А вы продолжали говорить, по-прежнему ясным голосом, но с примесью грусти:
– Мне выпал ужасный год. Месяц назад умер мой единственный внук. Ему едва исполнилось пятнадцать…
Ваш голос больше не казался музыкой. Это был просто голос, да еще в том самом тоне, какой прорезался у меня и товарищей по команде после пробуждения, когда мы оказались наконец способны сказать вслух: «Ну что ж, все кончено, все вдребезги – мужчины и женщины, киты и букашки распались в пыль, а мы проспали…» Такой тон – хуже крика: настоящий острый крик пересох в горле, но вы не в силах не говорить о том, что его вызвало, ведь в душе он продолжается все громче…
Я уткнулся взглядом в программку. Могли ли вы в самом деле обращаться в таком тоне к двум полузнакомым, встреченным на концерте? Те-то двое, разумеется, издавали междометия ужаса и сочувствия.
– Рак, – сказали вы, имея в виду, конечно, не земной, а кондрианский рак. Потом вы перегнулись через Зеленое Шерстяное Платье к доктору Два Ястреба. – Это было ужасно. Началось на правой ноге, и никакие медикаменты не помогали. И три операции тоже не помогли…
Я исподтишка бросил взгляд в вашу сторону: мне было интересно, какую гримасу скорчит ваше притворно-человеческое лицо для выражения ваших горестей. Но вы наклонились к коллеге-врачу, оставив мне на обозрение лишь узкие ящеричьи плечи.
Музыканты за сценой настраивали инструменты. Револьвер оттягивал мне карман, как крейсер. Под меркнущими огнями зала я видел доктора Два Ястреба – его лицо полнилось искренним сочувствием. Удивительно, подумалось мне, как они умудряются воспроизводить выражения, столь похожие на наши, при совершенно иной мускулатуре и с иным строением кожи…
– И все-таки дело теперь движется лучше, чем поначалу, – отозвался доктор Два Ястреба. (Я вспомнил младенцев Сью Энн Бимиш и смерть Уолтер Дрейк). – Раньше ведь просто ничего не умели, кроме как резать и резать, ампутировать и ампутировать. Был у меня молодой пациент, ему отняли целое бедро. От отчаяния. Делались вещи и похуже – тоже от отчаяния…
Вокруг нас публика устраивалась в креслах, нашептывая что-то друг другу, шурша программками. Очевидно, подслушивал я один, и то против воли. К тому же скоро это испытание подойдет к концу.
Публика успокоилась, и вот они вышли – Росс первая, Чендлер второй (в каком порядке выходили кондриане, не играло никакой роли). Росс первая – это хорошо: на красном платье кровь будет незаметна, никто сразу не поймет, что произошло, и у меня хватит времени еще и на Чендлера. Внимание! Час настал…

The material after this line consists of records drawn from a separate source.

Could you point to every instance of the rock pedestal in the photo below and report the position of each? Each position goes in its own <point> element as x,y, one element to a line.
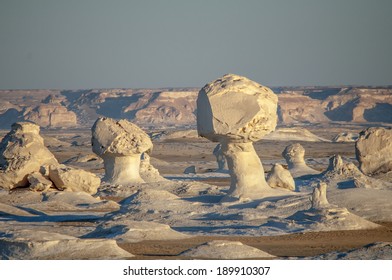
<point>236,111</point>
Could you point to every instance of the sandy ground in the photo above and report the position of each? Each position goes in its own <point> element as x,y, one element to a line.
<point>286,246</point>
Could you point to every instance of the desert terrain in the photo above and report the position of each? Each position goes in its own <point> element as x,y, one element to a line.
<point>180,208</point>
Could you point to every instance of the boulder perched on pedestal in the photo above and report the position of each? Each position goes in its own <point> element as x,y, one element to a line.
<point>22,152</point>
<point>374,150</point>
<point>120,145</point>
<point>236,111</point>
<point>294,155</point>
<point>280,178</point>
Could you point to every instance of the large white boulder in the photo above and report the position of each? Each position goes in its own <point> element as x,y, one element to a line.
<point>120,145</point>
<point>236,111</point>
<point>374,150</point>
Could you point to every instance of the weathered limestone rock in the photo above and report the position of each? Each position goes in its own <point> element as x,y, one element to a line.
<point>236,111</point>
<point>75,180</point>
<point>22,152</point>
<point>280,178</point>
<point>220,157</point>
<point>120,144</point>
<point>294,155</point>
<point>148,172</point>
<point>374,150</point>
<point>42,245</point>
<point>319,197</point>
<point>38,182</point>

А вы продолжали все тем же неумолимо тихим печальным голосом:
– Он потерял большую часть кожи, а жидкости в нем оставалось так мало, что ее не удавалось сцедить. Я думаю, все это была сплошная ошибка. Не следовало так жестоко бороться за него, надо было дать ему спокойно умереть…
– Но мы не имеем права сдаваться! – воскликнул доктор Два Ястреба, перекрыв голосом приветственные аплодисменты в адрес музыкантов. – Врач обязан делать хоть что-нибудь!..
И вы не ответили, доктор Акондитичилка, вы только вздохнули. Мягкий округлый выдох уложился как раз в паузу перед тем, как грянула музыка. Затем вы откинулись поглубже, послали коллеге пристальный взгляд и сказали тихо (и в то же время так ясно, что каждое слово до сих пор звучит у меня в ушах – каждое отчетливее и ниже предыдущего):
– Давайте слушать Брамса…
Едва первые ноты упали в зал, вы утонули в глубине кресла еще глубже. Спустя миг я сумел расслабить руку, сжимавшую револьвер, а потом вынул ее из кармана. Мы сидели в полутьме вместе, у нас в глазах стояли слезы, слишком едкие, чтобы пролиться, и мы слушали.